James Dalton: There is a primary liquidity pool for each currency pair. Obviously Commonwealth and EM currencies are traded mainly on Reuters, and Euro Dollar and Dollar Yen are EBS centric. This may not remain the case for ever, as firms like the CME and Currenex are continually eyeballing these enviable brokerage businesses while investing millions in technology to try and build the functionality that will attract clients away. The ground is shifting fast and when the market is busy it is not always the primary markets that see the most volume or the first flurry of activity. We are also yet to clearly understand how pending regulatory decisions may impact where we trade.å Again I would mention that the top tier of electronic market making banks and their internalisation capabilities make them a vital cog in the liquidity landscape.

Jonathan Wykes: It's important to have all the standard primary venues (inter-bank), and ECNs. If you are trading in the majors then you do need to have all of those set up.

One thing that we have done, that has been key, is the use of Cross Finder which is very big in the equity space. It's essentially an internal matching system for all our client activity. We have been actively developing that, taking in liquidity from more local sources and crossing more and more customer to customer flow. This is important because when you start trading illiquid currency pairs there is only so much that you can do in the market. You can obviously get good executions but if you can trade without going to the market as often then you are going to have less impact and less impact means that you can give a much better execution to your client. The key is to have a very diverse pool of liquidity rather than lots of liquidity that really can end up being magnified.

Cameron Mouat

Cameron Mouat

How do the various buyside segments vary in their demand for and use of FX execution tools?

Cameron Mouat: Real money, corporates and larger hedge funds are predominantly interested in anonymity of execution, minimising market impact as well as execution performance. Smaller hedge fund prop desks use algos more for the functionality and execution performance.

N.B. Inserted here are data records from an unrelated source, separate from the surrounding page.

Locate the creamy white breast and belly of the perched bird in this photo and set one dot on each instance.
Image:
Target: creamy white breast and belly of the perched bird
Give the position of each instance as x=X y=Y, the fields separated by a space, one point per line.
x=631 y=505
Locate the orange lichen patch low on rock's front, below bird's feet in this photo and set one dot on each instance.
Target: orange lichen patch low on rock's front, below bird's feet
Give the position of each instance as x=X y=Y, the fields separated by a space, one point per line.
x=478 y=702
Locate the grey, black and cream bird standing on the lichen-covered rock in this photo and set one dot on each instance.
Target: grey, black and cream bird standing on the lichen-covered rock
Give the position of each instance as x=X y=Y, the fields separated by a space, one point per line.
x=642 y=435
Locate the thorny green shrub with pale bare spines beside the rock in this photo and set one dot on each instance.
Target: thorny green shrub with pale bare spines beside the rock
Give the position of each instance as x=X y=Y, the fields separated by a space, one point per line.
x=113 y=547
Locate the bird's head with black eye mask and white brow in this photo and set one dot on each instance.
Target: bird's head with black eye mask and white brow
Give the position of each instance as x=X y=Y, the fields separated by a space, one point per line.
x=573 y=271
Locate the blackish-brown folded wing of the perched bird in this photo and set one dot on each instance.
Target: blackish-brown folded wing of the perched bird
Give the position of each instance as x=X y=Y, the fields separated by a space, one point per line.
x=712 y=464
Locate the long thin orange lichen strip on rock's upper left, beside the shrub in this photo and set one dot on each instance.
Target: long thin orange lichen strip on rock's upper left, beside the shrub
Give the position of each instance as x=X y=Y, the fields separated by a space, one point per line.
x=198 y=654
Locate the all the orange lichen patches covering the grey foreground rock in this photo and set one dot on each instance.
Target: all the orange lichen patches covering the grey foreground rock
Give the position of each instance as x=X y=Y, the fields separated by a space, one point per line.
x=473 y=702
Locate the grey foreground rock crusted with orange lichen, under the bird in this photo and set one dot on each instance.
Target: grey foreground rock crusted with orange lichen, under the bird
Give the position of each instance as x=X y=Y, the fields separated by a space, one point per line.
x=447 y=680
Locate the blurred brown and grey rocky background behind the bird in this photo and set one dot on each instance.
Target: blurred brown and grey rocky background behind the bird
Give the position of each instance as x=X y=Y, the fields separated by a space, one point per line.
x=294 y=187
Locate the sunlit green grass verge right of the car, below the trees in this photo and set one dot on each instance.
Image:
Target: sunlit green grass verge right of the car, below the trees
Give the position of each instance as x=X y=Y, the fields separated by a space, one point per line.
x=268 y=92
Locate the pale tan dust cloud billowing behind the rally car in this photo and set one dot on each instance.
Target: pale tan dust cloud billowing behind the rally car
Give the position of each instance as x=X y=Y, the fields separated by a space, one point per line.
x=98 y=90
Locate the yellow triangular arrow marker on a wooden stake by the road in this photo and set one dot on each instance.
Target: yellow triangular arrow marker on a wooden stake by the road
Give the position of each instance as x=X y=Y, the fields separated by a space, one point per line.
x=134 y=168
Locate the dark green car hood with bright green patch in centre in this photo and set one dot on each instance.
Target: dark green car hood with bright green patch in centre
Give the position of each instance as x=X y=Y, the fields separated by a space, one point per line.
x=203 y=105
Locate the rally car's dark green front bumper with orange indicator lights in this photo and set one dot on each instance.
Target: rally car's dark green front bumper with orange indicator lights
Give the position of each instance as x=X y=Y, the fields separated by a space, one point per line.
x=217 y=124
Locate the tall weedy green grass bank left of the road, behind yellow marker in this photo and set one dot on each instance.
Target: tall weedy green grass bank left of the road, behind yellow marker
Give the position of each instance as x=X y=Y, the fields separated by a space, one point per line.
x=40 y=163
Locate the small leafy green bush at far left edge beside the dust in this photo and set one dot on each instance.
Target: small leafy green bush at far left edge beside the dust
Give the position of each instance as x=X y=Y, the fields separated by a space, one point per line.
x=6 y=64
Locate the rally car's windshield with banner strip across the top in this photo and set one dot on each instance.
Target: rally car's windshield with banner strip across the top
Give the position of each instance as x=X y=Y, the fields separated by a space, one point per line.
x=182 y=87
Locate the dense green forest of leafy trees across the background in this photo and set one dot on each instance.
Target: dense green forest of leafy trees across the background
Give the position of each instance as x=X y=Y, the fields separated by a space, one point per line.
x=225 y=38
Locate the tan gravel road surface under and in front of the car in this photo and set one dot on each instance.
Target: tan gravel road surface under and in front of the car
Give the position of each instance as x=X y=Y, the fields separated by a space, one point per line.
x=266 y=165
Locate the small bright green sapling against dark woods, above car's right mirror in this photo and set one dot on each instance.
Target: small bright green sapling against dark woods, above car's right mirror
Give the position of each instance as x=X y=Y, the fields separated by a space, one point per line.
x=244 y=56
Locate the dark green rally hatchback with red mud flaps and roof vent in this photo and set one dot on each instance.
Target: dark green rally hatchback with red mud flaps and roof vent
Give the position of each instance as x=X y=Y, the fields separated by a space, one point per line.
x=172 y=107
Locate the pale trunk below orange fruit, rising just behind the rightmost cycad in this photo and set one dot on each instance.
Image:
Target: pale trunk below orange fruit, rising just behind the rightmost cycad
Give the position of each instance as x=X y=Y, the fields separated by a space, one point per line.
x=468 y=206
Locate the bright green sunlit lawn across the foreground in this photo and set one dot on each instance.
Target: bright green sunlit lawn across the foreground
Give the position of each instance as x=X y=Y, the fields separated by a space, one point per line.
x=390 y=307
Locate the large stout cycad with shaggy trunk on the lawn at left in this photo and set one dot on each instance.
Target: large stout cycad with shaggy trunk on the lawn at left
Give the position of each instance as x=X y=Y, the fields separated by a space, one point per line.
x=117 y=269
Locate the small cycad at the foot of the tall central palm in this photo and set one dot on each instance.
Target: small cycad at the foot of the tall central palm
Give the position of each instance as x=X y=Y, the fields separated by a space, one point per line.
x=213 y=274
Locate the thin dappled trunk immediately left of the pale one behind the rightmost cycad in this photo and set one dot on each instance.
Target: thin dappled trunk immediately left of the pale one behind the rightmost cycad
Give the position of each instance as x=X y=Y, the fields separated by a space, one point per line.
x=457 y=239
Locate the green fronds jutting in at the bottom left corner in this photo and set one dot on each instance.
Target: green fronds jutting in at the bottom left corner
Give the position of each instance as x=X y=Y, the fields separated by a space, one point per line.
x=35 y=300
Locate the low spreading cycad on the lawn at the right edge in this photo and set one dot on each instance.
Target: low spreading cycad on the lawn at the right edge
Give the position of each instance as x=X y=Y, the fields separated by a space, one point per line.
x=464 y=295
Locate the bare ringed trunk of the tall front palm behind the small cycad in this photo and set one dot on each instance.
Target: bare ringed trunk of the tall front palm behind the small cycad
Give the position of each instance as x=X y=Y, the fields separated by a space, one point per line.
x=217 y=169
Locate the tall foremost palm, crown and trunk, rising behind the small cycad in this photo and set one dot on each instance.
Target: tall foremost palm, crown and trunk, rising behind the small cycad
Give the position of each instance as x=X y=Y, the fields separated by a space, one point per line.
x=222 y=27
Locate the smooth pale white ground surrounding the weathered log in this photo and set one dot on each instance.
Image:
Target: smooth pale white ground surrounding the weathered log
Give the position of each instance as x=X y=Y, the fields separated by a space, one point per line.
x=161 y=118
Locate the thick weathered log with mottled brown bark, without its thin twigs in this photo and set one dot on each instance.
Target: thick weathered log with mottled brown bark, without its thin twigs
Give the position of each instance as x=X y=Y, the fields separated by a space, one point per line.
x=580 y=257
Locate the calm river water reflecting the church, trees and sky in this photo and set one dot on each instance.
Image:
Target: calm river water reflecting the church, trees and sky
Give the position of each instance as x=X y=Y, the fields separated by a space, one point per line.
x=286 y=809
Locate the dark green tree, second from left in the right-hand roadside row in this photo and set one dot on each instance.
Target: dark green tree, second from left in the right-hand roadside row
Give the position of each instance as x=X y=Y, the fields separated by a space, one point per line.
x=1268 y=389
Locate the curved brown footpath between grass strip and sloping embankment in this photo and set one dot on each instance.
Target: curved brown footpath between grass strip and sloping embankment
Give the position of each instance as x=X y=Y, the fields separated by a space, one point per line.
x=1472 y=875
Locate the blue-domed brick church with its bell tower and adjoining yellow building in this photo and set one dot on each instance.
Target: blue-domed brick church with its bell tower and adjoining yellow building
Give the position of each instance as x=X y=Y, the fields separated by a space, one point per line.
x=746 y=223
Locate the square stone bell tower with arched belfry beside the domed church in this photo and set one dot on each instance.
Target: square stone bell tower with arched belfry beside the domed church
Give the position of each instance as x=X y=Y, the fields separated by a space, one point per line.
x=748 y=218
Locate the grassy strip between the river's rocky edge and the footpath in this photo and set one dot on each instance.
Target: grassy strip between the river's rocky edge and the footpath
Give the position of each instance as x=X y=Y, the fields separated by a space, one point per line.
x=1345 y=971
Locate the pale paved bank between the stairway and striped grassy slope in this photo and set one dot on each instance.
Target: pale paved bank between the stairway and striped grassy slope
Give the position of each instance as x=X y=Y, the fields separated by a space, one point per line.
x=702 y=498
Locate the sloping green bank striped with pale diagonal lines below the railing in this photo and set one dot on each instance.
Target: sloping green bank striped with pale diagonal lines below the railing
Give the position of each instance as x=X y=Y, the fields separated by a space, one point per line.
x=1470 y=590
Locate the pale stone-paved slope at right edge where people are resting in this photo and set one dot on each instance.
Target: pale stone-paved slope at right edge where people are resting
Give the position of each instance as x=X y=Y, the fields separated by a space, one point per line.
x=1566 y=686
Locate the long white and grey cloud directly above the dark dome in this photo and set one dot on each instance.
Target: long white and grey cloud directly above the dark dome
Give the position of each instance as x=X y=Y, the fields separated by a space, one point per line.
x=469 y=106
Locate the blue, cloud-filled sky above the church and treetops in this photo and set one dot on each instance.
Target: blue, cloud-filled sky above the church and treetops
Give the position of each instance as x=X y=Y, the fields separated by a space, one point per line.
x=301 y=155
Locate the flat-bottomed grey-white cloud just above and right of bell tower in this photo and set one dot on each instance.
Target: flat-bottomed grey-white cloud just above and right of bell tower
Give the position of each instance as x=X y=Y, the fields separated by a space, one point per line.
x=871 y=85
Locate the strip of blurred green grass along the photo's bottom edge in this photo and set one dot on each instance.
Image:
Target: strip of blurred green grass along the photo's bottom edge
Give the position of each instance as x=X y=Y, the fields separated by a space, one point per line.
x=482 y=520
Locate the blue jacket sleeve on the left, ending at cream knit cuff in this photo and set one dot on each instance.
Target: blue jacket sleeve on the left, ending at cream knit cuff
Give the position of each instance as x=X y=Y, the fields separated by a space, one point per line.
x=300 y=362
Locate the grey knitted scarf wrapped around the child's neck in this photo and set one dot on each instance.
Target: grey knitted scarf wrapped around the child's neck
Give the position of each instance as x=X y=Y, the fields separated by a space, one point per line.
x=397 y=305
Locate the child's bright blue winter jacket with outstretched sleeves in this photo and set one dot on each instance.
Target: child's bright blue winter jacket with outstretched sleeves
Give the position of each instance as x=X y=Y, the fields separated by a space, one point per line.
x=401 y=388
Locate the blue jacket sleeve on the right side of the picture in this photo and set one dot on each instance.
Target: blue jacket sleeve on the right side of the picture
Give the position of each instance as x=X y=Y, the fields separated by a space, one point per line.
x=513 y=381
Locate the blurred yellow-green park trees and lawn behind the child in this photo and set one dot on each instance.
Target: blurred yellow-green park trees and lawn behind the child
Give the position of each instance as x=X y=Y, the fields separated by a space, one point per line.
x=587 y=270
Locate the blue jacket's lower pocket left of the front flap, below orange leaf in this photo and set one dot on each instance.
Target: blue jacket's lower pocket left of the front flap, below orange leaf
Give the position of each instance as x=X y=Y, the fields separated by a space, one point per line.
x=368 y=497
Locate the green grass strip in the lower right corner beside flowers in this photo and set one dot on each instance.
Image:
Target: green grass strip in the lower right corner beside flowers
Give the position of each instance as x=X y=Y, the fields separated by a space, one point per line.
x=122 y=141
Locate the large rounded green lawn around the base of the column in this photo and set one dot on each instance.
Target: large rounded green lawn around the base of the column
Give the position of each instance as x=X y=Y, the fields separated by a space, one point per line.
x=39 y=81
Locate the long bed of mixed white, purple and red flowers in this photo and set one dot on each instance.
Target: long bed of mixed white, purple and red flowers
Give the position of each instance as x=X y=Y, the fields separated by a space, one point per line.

Gary Stone: If you take the buyside you have the hedge funds, the asset managers, the corporates and they are all looking for something a little bit different. Hedge funds, as we discussed before, seem to be technical in nature. They tend to use algos that help them build positions or set up entry and exit, trailing stops and setting up event-driven trades that key off different market data. We are seeing more and more asset managers start to dabble in some of the scheduled TWAP or wave algorithms to manage the FX exposure arising from their foreign equity activities more efficiently. A few have started to use average price algorithms which seek a limit which is an average price - a soft limit rather than a hard price limit. Corporates like to do outrights, so we developed technology that enables them to seek best execution on their spot transactions, using similar tools to the asset managers, but automatically roll it forward.